Cybersecurity is a growing concern for all nonprofit organizations, especially those that store, process, and transmit sensitive data. While it is common to view the cyber issue as relevant to digital communications and networks, the rules and issues apply equally to plain old paper content delivered by the postal service, such as: B. Subscriber information, marketing mail, and appeals for donations to non-profit organizations.
Federal and state laws are increasingly requiring that such information be protected by cybersecurity measures and that consumers be notified in the event of unauthorized access or a breach. Liability and loss of donor and member trust are key risks that organizations often address by updating their legal and technical processes to better reflect the modern cyber threat environment.
As commercial mailing and publishing continues to go digital, business processes rely on the sharing of growing amounts of data. This includes, for example, sharing subscriber and mailing information with the US Postal Service (USPS), data aggregators, and other partners.
The ability of nonprofit organizations to keep such data confidential from competitors and to protect the data from unauthorized access or misuse often depends not only on the resilience of the organizations’ cybersecurity programs, but also those of the partners with whom they share data.
To make matters worse, a growing body of regulations are requiring nonprofits and other entities to have internal safeguards for confidential information and to ensure partners and service providers protect that information.
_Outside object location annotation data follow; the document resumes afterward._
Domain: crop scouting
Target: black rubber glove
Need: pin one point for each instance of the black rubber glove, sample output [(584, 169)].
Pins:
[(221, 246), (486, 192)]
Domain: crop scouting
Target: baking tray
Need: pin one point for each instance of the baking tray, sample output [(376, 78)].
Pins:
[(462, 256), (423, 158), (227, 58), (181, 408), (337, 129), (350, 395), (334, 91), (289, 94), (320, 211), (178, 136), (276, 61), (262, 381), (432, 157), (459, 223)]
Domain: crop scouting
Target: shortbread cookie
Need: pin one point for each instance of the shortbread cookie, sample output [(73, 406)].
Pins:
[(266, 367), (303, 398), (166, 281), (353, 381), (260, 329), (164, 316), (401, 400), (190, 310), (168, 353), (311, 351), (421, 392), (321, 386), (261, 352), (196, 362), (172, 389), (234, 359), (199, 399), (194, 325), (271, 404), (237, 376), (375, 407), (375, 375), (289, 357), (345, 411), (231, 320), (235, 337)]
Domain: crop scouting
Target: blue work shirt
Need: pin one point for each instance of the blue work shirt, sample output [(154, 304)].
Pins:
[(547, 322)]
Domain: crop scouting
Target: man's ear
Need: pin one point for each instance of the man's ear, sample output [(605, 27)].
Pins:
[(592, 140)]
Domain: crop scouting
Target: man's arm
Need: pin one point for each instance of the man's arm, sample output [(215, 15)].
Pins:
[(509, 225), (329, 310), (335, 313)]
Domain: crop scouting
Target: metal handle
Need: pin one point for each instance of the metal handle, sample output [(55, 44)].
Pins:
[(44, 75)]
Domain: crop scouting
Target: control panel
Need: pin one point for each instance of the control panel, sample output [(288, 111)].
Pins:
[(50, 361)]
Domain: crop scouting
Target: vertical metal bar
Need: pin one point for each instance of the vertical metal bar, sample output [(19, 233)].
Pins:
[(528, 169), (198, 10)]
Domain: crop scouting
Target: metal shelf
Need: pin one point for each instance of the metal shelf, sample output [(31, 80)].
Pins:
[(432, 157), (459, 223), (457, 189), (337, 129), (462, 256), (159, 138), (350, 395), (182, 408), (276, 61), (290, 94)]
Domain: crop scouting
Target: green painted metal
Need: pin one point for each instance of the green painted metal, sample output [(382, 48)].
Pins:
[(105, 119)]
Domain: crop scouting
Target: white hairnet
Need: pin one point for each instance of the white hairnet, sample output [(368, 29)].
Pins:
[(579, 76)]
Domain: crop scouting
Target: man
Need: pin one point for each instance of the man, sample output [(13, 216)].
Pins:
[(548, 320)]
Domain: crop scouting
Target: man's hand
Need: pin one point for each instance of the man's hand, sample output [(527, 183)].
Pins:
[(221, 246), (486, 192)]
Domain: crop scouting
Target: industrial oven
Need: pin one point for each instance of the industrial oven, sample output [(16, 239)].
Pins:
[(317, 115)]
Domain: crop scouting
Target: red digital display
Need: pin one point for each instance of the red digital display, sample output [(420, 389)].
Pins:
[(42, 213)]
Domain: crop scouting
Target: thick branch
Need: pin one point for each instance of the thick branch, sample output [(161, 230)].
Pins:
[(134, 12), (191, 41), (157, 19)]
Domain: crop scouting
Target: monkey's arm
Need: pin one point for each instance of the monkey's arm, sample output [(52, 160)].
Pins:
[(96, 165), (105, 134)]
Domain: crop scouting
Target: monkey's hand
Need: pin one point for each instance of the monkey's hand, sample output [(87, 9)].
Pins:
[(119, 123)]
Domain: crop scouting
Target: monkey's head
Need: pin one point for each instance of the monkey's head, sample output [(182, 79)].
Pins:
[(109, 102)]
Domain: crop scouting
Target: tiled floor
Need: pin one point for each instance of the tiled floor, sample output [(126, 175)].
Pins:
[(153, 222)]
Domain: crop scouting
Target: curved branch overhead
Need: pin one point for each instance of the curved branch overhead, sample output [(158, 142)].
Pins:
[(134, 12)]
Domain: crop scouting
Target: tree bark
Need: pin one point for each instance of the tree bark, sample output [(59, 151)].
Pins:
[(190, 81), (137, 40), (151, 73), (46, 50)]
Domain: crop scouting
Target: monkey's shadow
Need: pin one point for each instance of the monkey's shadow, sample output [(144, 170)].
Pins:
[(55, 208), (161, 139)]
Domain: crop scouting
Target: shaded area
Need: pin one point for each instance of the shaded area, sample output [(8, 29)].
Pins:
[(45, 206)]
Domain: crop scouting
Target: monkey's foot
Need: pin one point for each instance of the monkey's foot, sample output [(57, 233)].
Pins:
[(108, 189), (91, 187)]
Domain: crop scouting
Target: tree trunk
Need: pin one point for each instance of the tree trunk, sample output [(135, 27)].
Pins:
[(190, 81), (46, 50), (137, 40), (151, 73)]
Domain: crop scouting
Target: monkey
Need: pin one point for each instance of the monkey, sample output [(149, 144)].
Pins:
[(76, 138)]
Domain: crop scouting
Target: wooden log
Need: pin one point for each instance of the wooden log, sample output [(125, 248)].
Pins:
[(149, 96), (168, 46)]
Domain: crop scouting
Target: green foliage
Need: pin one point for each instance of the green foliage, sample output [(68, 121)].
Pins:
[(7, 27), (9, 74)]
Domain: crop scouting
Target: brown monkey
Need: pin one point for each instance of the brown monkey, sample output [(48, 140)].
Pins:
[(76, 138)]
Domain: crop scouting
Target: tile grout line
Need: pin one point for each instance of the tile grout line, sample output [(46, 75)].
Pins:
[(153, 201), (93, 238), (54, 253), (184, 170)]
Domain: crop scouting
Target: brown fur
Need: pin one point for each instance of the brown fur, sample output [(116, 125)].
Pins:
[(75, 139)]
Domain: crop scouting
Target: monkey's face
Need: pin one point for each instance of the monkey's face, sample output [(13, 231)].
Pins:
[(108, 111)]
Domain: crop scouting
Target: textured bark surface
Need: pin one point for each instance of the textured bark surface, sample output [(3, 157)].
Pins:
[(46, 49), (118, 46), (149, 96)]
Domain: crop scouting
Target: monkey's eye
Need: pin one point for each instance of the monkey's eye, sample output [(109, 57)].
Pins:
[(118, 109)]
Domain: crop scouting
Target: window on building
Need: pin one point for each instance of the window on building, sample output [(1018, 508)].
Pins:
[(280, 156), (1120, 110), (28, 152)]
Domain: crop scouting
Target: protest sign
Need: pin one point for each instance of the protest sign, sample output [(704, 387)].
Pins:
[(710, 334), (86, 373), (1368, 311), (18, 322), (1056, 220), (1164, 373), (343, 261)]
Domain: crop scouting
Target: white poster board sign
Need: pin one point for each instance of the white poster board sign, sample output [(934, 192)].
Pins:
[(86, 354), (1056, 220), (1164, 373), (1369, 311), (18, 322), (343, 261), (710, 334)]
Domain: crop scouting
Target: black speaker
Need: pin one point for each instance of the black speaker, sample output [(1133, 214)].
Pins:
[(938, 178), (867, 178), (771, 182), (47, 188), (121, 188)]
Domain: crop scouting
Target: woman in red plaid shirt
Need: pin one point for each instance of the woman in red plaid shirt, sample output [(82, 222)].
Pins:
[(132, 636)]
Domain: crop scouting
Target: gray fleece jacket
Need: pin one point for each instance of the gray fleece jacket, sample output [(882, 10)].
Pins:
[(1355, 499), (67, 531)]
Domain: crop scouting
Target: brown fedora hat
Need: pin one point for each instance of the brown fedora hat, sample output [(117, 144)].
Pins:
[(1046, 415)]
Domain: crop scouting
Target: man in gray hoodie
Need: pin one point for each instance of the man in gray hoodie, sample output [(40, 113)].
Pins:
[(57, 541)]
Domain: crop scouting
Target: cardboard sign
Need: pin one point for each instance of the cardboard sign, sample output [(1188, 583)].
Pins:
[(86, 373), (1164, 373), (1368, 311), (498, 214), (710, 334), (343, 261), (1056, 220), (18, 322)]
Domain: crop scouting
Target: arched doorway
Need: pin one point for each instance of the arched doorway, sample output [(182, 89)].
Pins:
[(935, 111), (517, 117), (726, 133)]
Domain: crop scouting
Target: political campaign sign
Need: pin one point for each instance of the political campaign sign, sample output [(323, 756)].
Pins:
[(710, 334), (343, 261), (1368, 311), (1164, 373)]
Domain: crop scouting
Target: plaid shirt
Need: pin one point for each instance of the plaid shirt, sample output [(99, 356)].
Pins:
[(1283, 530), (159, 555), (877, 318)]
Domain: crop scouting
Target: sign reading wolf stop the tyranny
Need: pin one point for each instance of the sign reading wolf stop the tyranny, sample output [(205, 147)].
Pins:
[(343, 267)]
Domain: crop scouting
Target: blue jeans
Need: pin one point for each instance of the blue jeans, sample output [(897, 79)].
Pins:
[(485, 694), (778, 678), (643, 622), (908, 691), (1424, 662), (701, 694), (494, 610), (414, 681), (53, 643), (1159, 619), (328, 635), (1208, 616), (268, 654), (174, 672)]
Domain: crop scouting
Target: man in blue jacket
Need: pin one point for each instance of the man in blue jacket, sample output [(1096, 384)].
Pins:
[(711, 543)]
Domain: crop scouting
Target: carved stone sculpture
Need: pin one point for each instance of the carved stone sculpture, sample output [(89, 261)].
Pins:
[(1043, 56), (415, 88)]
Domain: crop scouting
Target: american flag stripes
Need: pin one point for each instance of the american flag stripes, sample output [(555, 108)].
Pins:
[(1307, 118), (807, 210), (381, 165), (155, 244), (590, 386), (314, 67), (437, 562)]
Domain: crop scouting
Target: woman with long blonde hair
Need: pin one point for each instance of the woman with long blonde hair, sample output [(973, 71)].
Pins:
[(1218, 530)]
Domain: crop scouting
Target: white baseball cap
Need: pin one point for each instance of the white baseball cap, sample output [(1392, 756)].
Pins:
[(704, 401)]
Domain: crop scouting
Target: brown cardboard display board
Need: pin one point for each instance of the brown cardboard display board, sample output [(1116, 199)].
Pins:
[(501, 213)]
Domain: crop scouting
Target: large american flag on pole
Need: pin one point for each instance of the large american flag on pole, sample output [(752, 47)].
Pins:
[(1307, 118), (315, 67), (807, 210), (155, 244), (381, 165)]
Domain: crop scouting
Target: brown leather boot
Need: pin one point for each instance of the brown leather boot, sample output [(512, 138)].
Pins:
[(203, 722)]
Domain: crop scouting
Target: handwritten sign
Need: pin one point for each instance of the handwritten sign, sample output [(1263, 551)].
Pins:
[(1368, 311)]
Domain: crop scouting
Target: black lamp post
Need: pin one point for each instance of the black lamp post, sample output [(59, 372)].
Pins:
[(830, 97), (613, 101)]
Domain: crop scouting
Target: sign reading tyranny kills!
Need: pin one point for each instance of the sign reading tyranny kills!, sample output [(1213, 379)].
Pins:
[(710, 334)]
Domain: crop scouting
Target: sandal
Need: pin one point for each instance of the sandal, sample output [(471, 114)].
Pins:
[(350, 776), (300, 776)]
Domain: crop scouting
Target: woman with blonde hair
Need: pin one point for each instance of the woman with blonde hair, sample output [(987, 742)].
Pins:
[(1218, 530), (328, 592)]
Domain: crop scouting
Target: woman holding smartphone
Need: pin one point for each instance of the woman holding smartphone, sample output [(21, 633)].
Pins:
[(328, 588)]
However, it is not always clear how partner organizations adequately protect shared data from unauthorized access, breach and misuse.
For example, the USPS Inspector General (IG) recently released an audit report that raises serious concerns about the security of the USPS. The report found that USPS cybersecurity “is underdeveloped, limiting its ability to fully understand its risk exposure and protect the agency from cyberattacks.” According to IG, these and other issues expose USPS to potential exploitation by threat actors, which could lead to data breaches and greater disruption.
While the extent to which such alleged vulnerabilities in USPS security put donor/member and other personal information at risk is unclear, organizations should assess their legal liability, security posture, and processes to ensure they are minimizing risk and alerting to security breaches and respond to other incidents, including those that may occur at fundraising contractors. The integration of digital and print communications has only just begun, and the problems faced by participants in these markets are only just beginning to emerge. Now is the time to take action to protect your data.